Ministerie van Buitenlandse Zaken

http://www.minbuza.nl/20041103-001216-A

Geannoteerde agenda Europese Raad 4-5 november 2004

De Europese Raad komt bijeen op een moment waarop oorspronkelijk was voorzien dat de nieuwe Europese Commissie vier dagen in functie was. Als bekend, is dat niet het geval. De voorzitter van de aftredende Commissie zal derhalve deelnemen aan de bijeenkomst. Als gast van het voorzitterschap zal evenwel ook beoogd voorzitter Barroso deelnemen.

De Europese Raad zal aan de volgende onderwerpen aandacht geven:

I. Economische aangelegenheden in het licht van de voorbereidingen van de tussentijdse evaluatie van de Lissabon strategie

Lissabon-strategie

De Europese Raad zal kennisnemen van een presentatie door de heer Wim Kok, voorzitter van de "High Level Group", die met een op 3 november aan te bieden rapport een bijdrage levert aan de tussentijdse evaluatie van de Lissabon-strategie, voorzien voor de Voorjaarsraad in 2005. De Europese Raad zal de Commissie en de lidstaten vragen het rapport te gebruiken in hun voorbereiding van de genoemde tussentijdse evaluatie (mid-term review/MTR) die plaatsvindt tijdens de Voorjaarsraad onder Luxemburgs voorzitterschap. Tijdens het diner zullen de leden van de Europese Raad, onder de titel 'managing change', een vrije gedachtewisseling wijden aan de mogelijkheden van en moeilijkheden met de bevordering van structurele, houdbare economische groei.

De Europese Raad zal zich uitspreken over het belang van verbetering van het Europese concurrentievermogen door vermindering van de administratieve lasten voor bedrijven. Het gaat daarbij onder meer om de ontwikkeling van een Europese methodologie voor het meten van administratieve lasten. Het is van belang dat de Commissie deze meetmethodiek integreert in haar 'impact assessments' en vereenvoudigingsmethodieken voor Europese regelgeving. Voorts zal gesproken worden over de vereenvoudiging van bestaande EG-regelgeving. De Raad stelt thans -in samenspraak met de Commissie- een lijst samen van bestaande Europese richtlijnen die met prioriteit vereenvoudigd kunnen worden. De Europese Raad zal hieraan bijdragen door enkele sectoren aan te wijzen, die zich goed voor vereenvoudiging lijken te lenen.

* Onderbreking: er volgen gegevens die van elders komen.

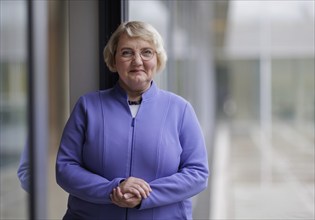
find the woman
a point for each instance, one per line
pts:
(134, 151)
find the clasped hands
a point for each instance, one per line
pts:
(130, 192)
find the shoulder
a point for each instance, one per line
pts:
(173, 98)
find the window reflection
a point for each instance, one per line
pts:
(257, 58)
(13, 106)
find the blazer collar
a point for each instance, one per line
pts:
(147, 95)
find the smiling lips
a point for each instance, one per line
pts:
(136, 70)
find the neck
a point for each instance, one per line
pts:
(133, 95)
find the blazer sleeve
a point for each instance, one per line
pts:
(71, 174)
(192, 175)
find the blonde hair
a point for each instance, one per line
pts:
(135, 29)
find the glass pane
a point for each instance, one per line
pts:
(13, 107)
(266, 76)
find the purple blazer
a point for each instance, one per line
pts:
(103, 144)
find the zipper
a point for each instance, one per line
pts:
(132, 144)
(131, 154)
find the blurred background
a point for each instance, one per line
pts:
(247, 67)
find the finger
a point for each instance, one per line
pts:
(128, 195)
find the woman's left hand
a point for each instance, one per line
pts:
(124, 200)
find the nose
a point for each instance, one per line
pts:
(137, 58)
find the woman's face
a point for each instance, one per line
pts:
(135, 74)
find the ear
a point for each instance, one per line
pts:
(114, 69)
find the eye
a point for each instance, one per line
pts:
(147, 52)
(126, 53)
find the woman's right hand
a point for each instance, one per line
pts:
(133, 186)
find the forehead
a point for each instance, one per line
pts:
(133, 42)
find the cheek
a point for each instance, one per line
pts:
(151, 65)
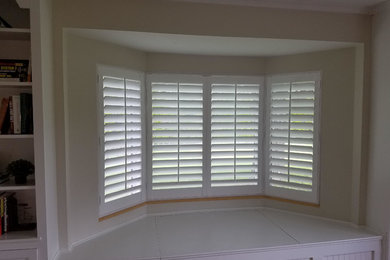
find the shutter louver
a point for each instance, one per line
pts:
(234, 134)
(177, 135)
(122, 137)
(291, 158)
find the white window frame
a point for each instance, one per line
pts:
(236, 190)
(206, 190)
(125, 202)
(310, 197)
(171, 193)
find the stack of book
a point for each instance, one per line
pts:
(16, 114)
(8, 212)
(4, 178)
(15, 70)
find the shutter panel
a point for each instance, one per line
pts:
(122, 137)
(292, 135)
(177, 135)
(234, 134)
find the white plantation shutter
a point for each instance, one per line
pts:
(235, 135)
(122, 141)
(177, 134)
(293, 134)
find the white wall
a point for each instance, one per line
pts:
(378, 207)
(165, 17)
(336, 144)
(81, 56)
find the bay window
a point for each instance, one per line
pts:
(196, 136)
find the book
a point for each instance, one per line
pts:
(11, 115)
(8, 212)
(3, 111)
(4, 24)
(14, 69)
(12, 220)
(26, 113)
(6, 122)
(16, 114)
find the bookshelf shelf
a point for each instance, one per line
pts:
(18, 34)
(16, 136)
(11, 186)
(5, 84)
(19, 236)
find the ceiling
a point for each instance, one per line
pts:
(344, 6)
(207, 45)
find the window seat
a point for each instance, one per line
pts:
(235, 234)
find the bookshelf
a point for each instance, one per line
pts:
(11, 84)
(18, 34)
(11, 186)
(16, 43)
(16, 137)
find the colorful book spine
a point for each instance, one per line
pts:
(16, 115)
(11, 116)
(3, 112)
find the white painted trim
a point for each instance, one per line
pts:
(313, 196)
(116, 205)
(304, 250)
(291, 5)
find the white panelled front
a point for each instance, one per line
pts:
(235, 106)
(292, 136)
(122, 137)
(177, 133)
(205, 136)
(122, 142)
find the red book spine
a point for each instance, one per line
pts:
(11, 116)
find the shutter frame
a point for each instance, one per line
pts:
(192, 192)
(106, 208)
(313, 196)
(237, 190)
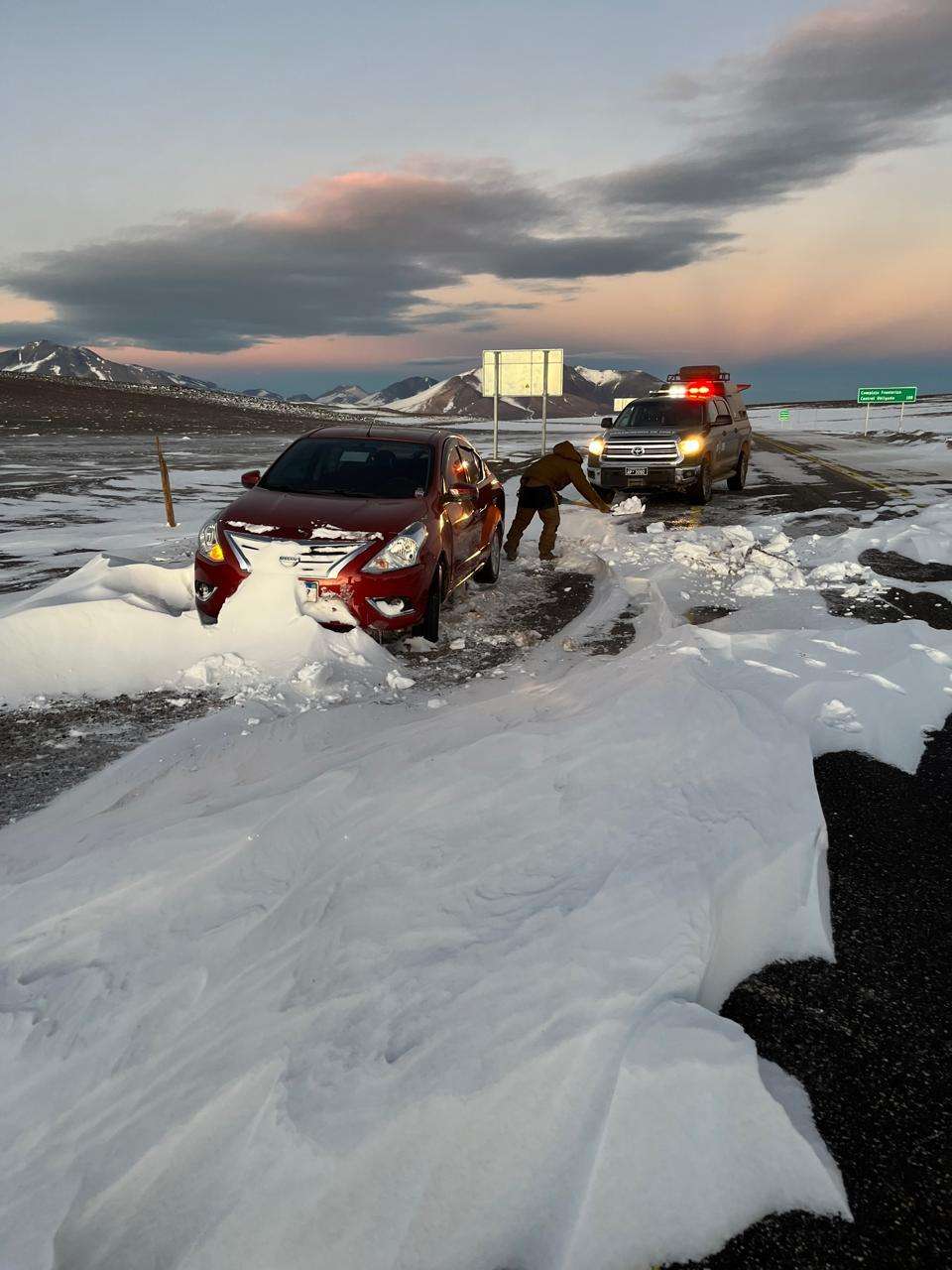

II. Een nieuw meerjarenprogramma voor de Ruimte voor Vrijheid, Veiligheid en Recht

Het ligt in de bedoeling dat de Europese Raad van 5 november het meerjarenprogramma voor de versterking van de ruimte van vrijheid, veiligheid en recht, het Haags Programma geheten, vaststelt. In de JBZ-Raad van 25 en 26 oktober en de RAZEB van 2 november werd principe-overeenstemming bereikt over het programma. Het Haags Programma zet de lijnen uit voor de komende vijf jaar, voortbouwend op de conclusies van de Europese Raad van Tampere in 1999, op basis waarvan de Unie goede vooruitgang heeft geboekt. De aanslagen van 11 september 2001 in New York en 11 maart 2004 in Madrid hebben eens te meer de noodzaak aangetoond om de samenwerking voor de veiligheid van burgers te versterken. Tegelijkertijd moet de Unie ervoor zorgen dat diezelfde burger zijn fundamentele vrijheden blijft genieten en zich vrij kan bewegen binnen de Unie. Het Haags Pogramma is geïnspireerd door het grondwettelijk verdrag, maar loopt er niet op vooruit. Het is praktisch van aard, verscherpt het toezicht op deugdelijke implementatie alsook evaluatie, en stelt termijnen aan nieuwe maatregelen.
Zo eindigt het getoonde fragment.